Голова начинает кружиться, в ушах звенит, и меня ведет в сторону.
Заметив неладное, Егор Петрович вскакивает и, приобняв меня, усаживает в кресло за мгновение до того, как у меня темнеет в глазах.
— Леночка, ну как вы?! — встревоженно произносит мужчина. — Вот, воды выпейте, — подносит к моим губам стакан с водой.
Я судорожно вздыхаю и соображаю, что все-таки потеряла сознание.
— Спасибо, — ослабшей рукой беру стакан. — Сейчас пройдет.
Егор Петрович подходит к окну и открывает его настежь, пока я пью воду мелкими глотками.
— Ну как вы?
Я проглатываю воду.
— Никак, — смотрю в одну точку перед собой, чувствуя слабую тошноту и восстанавливая дыхание.
Точно так же случалось, когда я была беременна Машкой и сыновьями — токсикоз донимал меня весь первый триместр. Но меня не это беспокоит.
Сегодня ребенок впервые дал знать о том, что он есть. Я прислушиваюсь к своим ощущениям. Знаю, этого не может быть, но я будто бы даже чувствую шевеление.
От этого мне становится еще хуже.
— Я могу вам помочь? — осторожно спрашивает Егор Петрович спустя пару минут.
— Точно нет. Это слишком личное.
— Слишком личное — это как раз моя работа, — напоминает он.
— Ну вы же меня знаете?
— Вовсе нет.
— Да уж. Оказывается, я тоже… И чем дальше, тем меньше мне этого хочется, — отстраненно говорю я.
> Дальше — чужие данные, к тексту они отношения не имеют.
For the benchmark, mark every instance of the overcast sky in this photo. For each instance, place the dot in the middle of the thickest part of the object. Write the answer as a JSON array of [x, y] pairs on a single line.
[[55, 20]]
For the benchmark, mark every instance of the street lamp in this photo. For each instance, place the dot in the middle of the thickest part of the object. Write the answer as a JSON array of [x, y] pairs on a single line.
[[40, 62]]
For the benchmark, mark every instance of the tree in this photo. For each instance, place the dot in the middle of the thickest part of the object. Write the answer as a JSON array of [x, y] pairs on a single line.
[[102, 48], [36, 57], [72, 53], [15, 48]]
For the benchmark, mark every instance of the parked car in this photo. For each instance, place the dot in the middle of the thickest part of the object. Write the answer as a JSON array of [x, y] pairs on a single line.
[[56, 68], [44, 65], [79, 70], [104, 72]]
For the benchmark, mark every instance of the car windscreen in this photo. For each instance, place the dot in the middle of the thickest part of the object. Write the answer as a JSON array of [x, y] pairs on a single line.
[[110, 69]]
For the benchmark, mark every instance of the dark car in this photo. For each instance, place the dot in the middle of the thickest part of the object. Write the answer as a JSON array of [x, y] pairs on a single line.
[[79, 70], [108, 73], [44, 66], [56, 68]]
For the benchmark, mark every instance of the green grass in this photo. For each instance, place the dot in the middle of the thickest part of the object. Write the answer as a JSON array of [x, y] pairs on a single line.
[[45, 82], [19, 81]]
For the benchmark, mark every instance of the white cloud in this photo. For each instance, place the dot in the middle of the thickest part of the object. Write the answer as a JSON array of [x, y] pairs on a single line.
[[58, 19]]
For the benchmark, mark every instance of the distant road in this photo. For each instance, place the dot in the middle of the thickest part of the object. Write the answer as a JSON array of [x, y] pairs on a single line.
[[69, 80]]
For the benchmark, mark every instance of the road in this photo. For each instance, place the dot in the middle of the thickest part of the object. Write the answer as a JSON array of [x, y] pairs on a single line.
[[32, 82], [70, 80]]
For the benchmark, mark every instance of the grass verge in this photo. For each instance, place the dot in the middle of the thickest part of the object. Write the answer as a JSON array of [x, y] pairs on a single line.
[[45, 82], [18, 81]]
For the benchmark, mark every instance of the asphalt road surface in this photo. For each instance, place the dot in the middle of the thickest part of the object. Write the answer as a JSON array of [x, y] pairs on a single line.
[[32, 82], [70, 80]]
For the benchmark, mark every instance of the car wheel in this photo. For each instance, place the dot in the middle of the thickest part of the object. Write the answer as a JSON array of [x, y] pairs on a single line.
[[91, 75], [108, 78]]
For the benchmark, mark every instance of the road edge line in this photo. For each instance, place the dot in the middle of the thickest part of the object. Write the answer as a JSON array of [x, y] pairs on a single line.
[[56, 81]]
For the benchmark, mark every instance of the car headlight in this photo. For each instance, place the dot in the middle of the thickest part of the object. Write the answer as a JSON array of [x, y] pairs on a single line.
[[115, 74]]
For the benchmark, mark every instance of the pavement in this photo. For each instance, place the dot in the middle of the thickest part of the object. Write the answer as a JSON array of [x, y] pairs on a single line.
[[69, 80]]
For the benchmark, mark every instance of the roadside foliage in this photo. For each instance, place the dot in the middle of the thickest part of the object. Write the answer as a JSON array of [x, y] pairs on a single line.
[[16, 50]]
Обморок совершенно выбил меня из колеи.
— Как часто нам приходится в себе что-то отвергать. Мысли, чувства, внешний вид, поступки… А что, если попробовать изменить к этому свое отношение?
— Легко сказать.
— Лена, вы же вышли из науки, любите все структурировать — алгоритмы, приемы, есть вполне рабочие техники…
— Боюсь, мне поздно пить "Боржоми", — усмехаюсь я, перебивая его. — Все слишком сложно.
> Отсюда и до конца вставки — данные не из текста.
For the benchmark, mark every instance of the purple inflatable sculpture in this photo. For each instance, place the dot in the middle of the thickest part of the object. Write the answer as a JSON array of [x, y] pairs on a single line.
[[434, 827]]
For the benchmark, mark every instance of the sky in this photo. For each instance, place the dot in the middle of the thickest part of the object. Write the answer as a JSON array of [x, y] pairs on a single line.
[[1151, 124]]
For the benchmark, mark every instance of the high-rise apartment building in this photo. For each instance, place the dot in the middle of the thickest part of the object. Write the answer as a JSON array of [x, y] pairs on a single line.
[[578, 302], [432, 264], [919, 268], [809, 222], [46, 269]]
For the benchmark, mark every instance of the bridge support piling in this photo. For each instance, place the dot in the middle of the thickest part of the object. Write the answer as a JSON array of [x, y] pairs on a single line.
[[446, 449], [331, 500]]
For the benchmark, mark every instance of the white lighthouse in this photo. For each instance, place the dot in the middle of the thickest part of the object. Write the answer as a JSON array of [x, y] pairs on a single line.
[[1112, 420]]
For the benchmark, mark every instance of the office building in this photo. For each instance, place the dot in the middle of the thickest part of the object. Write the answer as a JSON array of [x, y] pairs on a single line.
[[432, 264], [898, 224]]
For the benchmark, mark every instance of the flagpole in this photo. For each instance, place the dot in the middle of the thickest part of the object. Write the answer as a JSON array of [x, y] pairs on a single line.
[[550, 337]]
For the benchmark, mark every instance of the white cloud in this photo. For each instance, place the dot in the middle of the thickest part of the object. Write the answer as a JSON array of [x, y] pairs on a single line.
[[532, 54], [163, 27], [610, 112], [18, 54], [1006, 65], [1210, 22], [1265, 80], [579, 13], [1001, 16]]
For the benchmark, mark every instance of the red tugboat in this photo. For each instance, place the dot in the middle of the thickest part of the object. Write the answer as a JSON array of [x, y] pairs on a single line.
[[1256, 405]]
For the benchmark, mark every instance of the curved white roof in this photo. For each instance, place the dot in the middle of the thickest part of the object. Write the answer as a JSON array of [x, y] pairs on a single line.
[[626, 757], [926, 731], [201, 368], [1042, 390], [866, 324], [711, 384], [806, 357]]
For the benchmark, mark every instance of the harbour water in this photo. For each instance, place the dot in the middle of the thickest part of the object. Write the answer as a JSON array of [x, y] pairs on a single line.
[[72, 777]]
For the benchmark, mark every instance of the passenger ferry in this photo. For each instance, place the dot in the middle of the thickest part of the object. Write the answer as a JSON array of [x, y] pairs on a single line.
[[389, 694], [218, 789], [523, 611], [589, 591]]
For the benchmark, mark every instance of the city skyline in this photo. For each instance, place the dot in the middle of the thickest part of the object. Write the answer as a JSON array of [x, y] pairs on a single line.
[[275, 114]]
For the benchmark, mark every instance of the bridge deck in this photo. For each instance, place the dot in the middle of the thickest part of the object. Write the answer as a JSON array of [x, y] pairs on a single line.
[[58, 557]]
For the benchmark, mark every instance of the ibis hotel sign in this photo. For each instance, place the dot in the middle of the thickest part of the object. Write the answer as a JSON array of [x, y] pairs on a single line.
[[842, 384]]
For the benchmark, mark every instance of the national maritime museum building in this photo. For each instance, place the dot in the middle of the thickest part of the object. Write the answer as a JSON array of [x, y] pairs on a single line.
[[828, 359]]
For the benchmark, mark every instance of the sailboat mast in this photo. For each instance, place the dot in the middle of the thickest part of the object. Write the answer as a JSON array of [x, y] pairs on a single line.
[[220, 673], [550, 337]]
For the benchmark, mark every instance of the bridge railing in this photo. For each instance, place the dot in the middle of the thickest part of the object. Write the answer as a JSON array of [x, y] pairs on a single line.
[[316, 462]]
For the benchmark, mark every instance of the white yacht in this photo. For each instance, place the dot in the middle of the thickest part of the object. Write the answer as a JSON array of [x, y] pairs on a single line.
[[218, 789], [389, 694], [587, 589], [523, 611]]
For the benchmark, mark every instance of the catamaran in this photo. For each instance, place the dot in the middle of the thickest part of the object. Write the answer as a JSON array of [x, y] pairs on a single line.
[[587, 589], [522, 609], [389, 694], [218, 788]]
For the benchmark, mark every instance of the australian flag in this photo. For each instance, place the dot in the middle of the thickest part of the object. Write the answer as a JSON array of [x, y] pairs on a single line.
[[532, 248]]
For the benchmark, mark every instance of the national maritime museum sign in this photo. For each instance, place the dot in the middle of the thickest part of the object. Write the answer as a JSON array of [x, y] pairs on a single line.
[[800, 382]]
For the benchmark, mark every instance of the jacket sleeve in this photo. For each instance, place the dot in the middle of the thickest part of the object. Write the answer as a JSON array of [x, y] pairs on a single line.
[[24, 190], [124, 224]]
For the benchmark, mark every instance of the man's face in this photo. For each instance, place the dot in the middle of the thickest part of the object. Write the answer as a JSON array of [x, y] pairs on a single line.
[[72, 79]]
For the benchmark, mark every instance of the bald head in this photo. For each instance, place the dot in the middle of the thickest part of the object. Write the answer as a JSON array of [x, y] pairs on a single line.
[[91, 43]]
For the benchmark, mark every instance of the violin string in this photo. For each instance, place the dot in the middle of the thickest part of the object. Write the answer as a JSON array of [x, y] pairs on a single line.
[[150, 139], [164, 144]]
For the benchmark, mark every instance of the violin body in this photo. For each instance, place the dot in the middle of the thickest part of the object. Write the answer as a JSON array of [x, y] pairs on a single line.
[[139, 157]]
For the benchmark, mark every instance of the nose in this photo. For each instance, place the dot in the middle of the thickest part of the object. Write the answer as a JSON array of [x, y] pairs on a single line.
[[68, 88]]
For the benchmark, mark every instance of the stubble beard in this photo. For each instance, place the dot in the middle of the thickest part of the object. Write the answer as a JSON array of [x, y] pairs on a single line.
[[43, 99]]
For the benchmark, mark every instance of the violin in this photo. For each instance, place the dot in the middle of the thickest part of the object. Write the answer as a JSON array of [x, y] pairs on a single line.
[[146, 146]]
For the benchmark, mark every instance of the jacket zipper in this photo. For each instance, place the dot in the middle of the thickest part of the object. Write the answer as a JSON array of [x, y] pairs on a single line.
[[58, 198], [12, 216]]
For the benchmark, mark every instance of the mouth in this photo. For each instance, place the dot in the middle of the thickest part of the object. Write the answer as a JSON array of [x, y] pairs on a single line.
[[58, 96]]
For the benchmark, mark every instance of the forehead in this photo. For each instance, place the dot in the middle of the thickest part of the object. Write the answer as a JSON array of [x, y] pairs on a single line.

— Даже на самый сложный вопрос может быть два ответа. Попробуйте сформулировать свою проблему.
— Знать бы, какую именно, — я нервно ерзаю на стуле. Мысли разбегаются, но через мгновение фокусируются на одном. Дима. — Ну допустим, — я пожимаю плечами.
Кивнув, Петрович вытаскивает из подставки для канцелярии две ручки — синюю и красную.
— Синий — да. Красный — нет, — он снимает с ручек колпачки и демонстрирует их, раскрыв ладони.
— Что-то это мне напоминает. Здесь должны лежать таблетки, — нервно хихикаю я.
Егор Петрович заводит руки за спину, после чего протягивает кулаки.
— Выбирайте, — просит он.
Преисполненная пессимизма, я указываю на левый кулак.
Мужчина раскрывает ладонь, и я с досадой выдыхаю:
— Все ясно, Вселенная против, — на раскрытой ладони лежит красный колпачок.
Егор Петрович хитро улыбается, надевает на ручки колпачки и возвращает их на место.
— Я видел выражение вашего лица, — говорит он. — Вы сказали одно, а подумали… О чем вы подумали?
— О чем я подумала? Я подумала: “Какого черта?”, — признаюсь ему.
— Вы ожидали увидеть синий колпачок, — догадывается мужчина.
— Да, — я закусываю губу.
— Стало быть, вам не нужно что-то решать, ответ уже давно готов, он у вас тут, — Петрович стучит пальцем по своему виску.
Задумавшись, я растерянно улыбаюсь и делаю вздох, чтобы успокоиться.
— Действительно.
В начале четвертого после разговора с кураторами канала Петровича в Телеграмме, я перезваниваю Диме.
Они с Машей сегодня возвращаются в Москву.
— Привет. Я не могла ответить, извини, — говорю ему.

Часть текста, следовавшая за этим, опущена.